Title:Induced subgraphs of graphs with large chromatic number. V. Chandeliers and strings

Abstract:A string graph is the intersection graph of a set of curves in the plane. It is known that there are string graphs with clique number two and chromatic number arbitrarily large, and in this paper we study the induced subgraphs of such graphs.
Let us say a graph $H$ is pervasive (in some class of graphs) if for all $r\ge 1$, and in every graph in the class of bounded clique number and sufficiently large chromatic number, there is an induced subgraph which is a subdivision of $H$, where every edge of $H$ is subdivided at least $r$ times. In an earlier paper we showed that $K_3$ is pervasive (in the class of all graphs).

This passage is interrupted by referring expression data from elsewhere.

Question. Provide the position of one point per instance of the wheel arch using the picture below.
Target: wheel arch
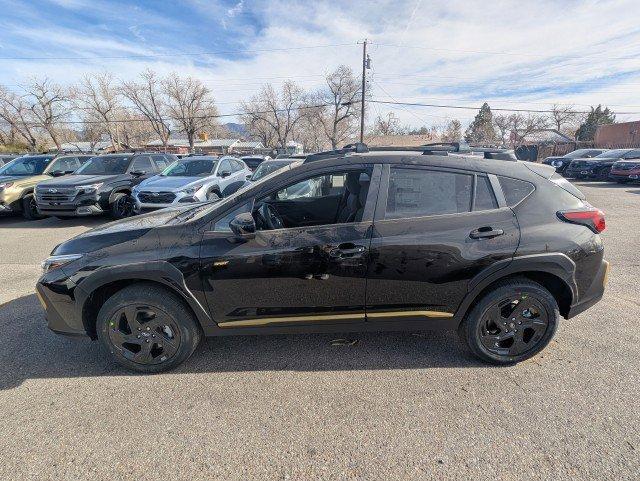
(554, 272)
(103, 284)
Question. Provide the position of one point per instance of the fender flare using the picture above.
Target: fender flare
(156, 271)
(556, 264)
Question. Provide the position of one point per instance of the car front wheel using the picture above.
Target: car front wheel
(147, 328)
(511, 323)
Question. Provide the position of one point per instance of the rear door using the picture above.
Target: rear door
(435, 229)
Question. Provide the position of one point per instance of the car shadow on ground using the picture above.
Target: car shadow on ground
(17, 222)
(28, 350)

Which graphs are pervasive in the class of string graphs? Chalopin, Esperet, Li and Ossona de Mendez proved that every such graph is a forest of chandeliers (roughly, every block is obtained from a tree by adding a vertex adjacent to its leaves, and there are rules about how blocks fit together). In this paper we prove the converse, that every forest of chandeliers is pervasive in string graphs. Indeed, for many forests of chandeliers $H$, and many other graphs, every string graph with bounded clique number and sufficiently large chromatic number contains $H$ as an induced subgraph.

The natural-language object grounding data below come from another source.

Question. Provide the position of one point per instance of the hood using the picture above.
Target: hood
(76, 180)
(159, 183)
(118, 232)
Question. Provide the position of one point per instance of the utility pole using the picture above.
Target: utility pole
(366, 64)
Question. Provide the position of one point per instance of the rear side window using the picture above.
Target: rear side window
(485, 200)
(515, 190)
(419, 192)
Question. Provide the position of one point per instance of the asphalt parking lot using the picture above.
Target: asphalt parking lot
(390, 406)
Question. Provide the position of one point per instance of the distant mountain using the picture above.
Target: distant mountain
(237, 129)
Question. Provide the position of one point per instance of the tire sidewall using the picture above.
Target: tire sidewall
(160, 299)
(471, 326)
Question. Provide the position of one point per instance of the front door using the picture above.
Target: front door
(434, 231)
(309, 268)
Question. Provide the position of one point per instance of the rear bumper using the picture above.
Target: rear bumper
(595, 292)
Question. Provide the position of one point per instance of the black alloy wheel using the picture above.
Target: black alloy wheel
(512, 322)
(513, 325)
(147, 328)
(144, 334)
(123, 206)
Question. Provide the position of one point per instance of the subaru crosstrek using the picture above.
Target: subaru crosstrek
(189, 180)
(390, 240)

In every string graph of very large chromatic number, some vertex has second neighbours with large chromatic number. This turns out to be a key fact: we will show that every forest of chandeliers is pervasive in every class of graphs with this property. Indeed, all that is needed is that for some fixed $r$, in every induced subgraph of very large chromatic number, some vertex has $r$th neighbours with large chromatic number.
General graphs, with no such number $r$, are more difficult to handle: we suspect that every forest of chandeliers $H$ is pervasive in the class of all graphs, but so far we have only proved this for a few graphs such as the complete bipartite graph $K_{2,n}$.